Many gardeners agree that heirloom tomato varieties boast greater flavor than the hybrids. After all, there is a reason they’ve been around for so long. In general I agree although I’ve had some tasty hybrids such as the cherry tomato, “Sungold” and “Sweet Treats” a larger pink cherry tomato, which is fabulous.
While hybrid plants typically yield a crop that is uniform in both appearance and timing, heirlooms produce a “mixed bag” harvest. The harvest may come in less predictably, and produce size can vary greatly even on the same plant but it is still worth the real estate that they take up. Heirlooms, especially the larger ones, can be prone to cracking and cat facing which is not their most endearing quality but beauty is skin deep in my book. I have never found a beauty queen tomato, perfectly round, consistently red that can compare with a fat, juicy, sweet slice of, say, “Aussie” or “Rose” on my BLT!

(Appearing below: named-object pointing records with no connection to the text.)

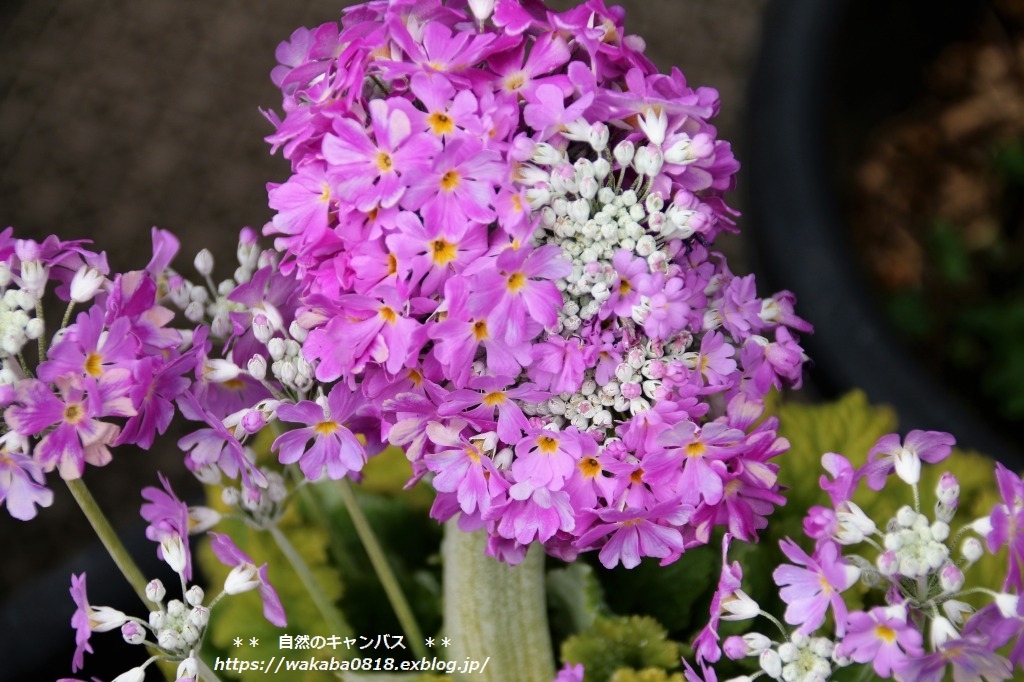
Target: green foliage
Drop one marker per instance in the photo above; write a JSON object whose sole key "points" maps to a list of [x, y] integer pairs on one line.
{"points": [[611, 643], [574, 599], [671, 593], [242, 615]]}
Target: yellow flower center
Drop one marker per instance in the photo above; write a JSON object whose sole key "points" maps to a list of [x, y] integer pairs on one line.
{"points": [[516, 282], [695, 449], [442, 252], [450, 180], [590, 467], [384, 162], [93, 365], [885, 633], [440, 123], [326, 428], [74, 413], [493, 398]]}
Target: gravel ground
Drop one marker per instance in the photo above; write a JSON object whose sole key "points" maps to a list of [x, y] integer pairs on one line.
{"points": [[116, 116]]}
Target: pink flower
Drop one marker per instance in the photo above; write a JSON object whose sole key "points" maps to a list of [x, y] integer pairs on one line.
{"points": [[882, 637], [79, 435], [889, 455], [1007, 521], [516, 287], [335, 448], [638, 533], [810, 590], [22, 484], [367, 169]]}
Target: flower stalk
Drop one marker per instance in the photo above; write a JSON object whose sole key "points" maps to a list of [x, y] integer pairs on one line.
{"points": [[389, 582], [494, 611], [110, 538], [333, 617]]}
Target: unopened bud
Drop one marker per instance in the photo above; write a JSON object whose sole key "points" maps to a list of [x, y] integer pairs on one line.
{"points": [[132, 633], [85, 284], [204, 262], [155, 591], [242, 579]]}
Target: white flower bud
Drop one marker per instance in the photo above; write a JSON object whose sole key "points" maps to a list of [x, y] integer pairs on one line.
{"points": [[195, 595], [204, 262], [951, 578], [174, 553], [132, 633], [257, 367], [34, 328], [155, 591], [242, 579], [771, 664], [1007, 603], [739, 606], [942, 632], [199, 615], [187, 669], [972, 549], [624, 153]]}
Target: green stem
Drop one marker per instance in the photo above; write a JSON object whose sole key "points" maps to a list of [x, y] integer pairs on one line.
{"points": [[387, 578], [332, 616], [495, 611], [110, 539]]}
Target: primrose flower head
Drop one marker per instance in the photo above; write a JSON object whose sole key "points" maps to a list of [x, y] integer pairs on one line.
{"points": [[919, 626], [502, 221]]}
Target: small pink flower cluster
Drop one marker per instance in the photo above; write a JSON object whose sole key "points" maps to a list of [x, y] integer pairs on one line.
{"points": [[105, 379], [915, 625], [498, 221]]}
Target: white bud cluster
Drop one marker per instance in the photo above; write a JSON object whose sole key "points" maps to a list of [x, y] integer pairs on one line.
{"points": [[634, 387], [260, 507], [919, 546], [17, 322], [586, 211], [800, 658]]}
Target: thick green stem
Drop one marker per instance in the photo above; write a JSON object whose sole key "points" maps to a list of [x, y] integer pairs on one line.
{"points": [[383, 569], [494, 611], [110, 539], [333, 617]]}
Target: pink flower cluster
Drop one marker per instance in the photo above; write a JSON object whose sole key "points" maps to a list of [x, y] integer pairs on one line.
{"points": [[108, 377], [498, 224], [915, 625]]}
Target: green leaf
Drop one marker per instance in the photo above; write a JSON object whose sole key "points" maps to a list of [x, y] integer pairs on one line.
{"points": [[242, 615], [849, 426], [633, 642], [574, 599], [659, 596]]}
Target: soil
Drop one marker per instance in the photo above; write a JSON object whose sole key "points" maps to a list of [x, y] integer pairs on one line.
{"points": [[937, 211]]}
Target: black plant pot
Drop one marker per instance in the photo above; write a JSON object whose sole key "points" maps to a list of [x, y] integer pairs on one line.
{"points": [[818, 61]]}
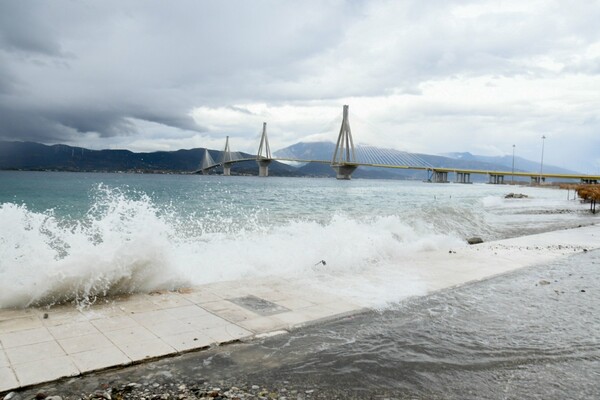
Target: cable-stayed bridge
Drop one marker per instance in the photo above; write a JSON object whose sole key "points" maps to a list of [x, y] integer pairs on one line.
{"points": [[347, 157]]}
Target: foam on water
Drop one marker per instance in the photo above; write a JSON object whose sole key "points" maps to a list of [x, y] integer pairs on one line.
{"points": [[127, 244]]}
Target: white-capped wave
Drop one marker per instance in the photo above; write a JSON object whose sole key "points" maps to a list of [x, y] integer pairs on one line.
{"points": [[128, 244]]}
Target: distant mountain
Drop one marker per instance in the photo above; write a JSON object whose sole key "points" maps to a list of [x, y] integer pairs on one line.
{"points": [[521, 164], [324, 151], [36, 156]]}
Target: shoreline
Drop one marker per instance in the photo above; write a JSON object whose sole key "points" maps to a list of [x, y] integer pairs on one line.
{"points": [[79, 341]]}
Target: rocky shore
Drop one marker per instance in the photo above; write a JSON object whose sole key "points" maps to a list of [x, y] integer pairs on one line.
{"points": [[174, 389], [180, 391]]}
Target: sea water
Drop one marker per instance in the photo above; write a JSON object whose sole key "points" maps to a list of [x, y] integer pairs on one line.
{"points": [[85, 237]]}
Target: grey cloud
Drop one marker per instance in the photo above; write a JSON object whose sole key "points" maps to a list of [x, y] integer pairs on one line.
{"points": [[23, 29]]}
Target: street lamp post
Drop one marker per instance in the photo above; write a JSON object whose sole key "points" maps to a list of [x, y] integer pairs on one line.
{"points": [[512, 179], [542, 162]]}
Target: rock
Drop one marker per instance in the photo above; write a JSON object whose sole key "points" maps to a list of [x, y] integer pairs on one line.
{"points": [[100, 395], [474, 240]]}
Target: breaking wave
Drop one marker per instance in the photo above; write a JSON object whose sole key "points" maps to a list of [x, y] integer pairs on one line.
{"points": [[128, 244]]}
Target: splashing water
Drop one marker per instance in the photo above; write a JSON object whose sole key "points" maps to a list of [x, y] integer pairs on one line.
{"points": [[131, 241]]}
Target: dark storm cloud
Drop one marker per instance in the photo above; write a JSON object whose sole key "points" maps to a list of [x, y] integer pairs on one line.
{"points": [[153, 74], [95, 67]]}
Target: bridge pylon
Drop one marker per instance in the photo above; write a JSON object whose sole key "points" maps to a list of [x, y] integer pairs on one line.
{"points": [[344, 156], [207, 162], [263, 156], [227, 160]]}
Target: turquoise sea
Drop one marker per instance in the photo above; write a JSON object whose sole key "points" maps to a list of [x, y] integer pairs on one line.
{"points": [[84, 236]]}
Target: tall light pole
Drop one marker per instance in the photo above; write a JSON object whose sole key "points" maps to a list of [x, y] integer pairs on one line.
{"points": [[512, 179], [542, 162]]}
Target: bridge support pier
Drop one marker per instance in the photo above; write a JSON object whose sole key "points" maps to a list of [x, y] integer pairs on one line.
{"points": [[227, 169], [496, 179], [463, 177], [263, 156], [439, 176], [344, 172], [263, 167], [344, 156]]}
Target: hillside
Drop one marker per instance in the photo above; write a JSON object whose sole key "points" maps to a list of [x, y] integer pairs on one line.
{"points": [[36, 156]]}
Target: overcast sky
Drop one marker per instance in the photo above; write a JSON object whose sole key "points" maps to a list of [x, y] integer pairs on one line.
{"points": [[423, 76]]}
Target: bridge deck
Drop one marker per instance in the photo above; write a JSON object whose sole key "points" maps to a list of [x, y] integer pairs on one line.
{"points": [[424, 168]]}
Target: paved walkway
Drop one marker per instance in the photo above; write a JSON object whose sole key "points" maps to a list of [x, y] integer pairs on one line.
{"points": [[40, 345]]}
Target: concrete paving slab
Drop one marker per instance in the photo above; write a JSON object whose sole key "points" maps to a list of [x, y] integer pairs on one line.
{"points": [[169, 328], [99, 358], [114, 323], [262, 324], [139, 351], [227, 333], [130, 335], [8, 379], [44, 371], [188, 341], [34, 352], [205, 321], [19, 324], [87, 342], [3, 359], [34, 349], [74, 329], [25, 337]]}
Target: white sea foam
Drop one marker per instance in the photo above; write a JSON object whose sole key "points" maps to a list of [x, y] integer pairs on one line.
{"points": [[128, 245]]}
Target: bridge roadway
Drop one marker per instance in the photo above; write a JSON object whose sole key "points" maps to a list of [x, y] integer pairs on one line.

Heirlooms typically come with a story that is as wonderful as the flavor. The Amish heirloom tomato Brandywine yields fruit with an unbeatable flavor in shades reminiscent of a glass of Cabernet. Mortgage Lifters paid off a man’s house in the depression years. Nebraska Wedding is an old Great Plains heirloom whose seeds were given to newly married couples to help them start their lives and start their farms together. Amana Orange takes its name from Amana, Iowa. Paul Robeson, a Russian heirloom tomato was named after the operatic artist who won acclaim as an advocate of equal rights for Blacks. His artistry was admired world-wide, especially in the Soviet Union.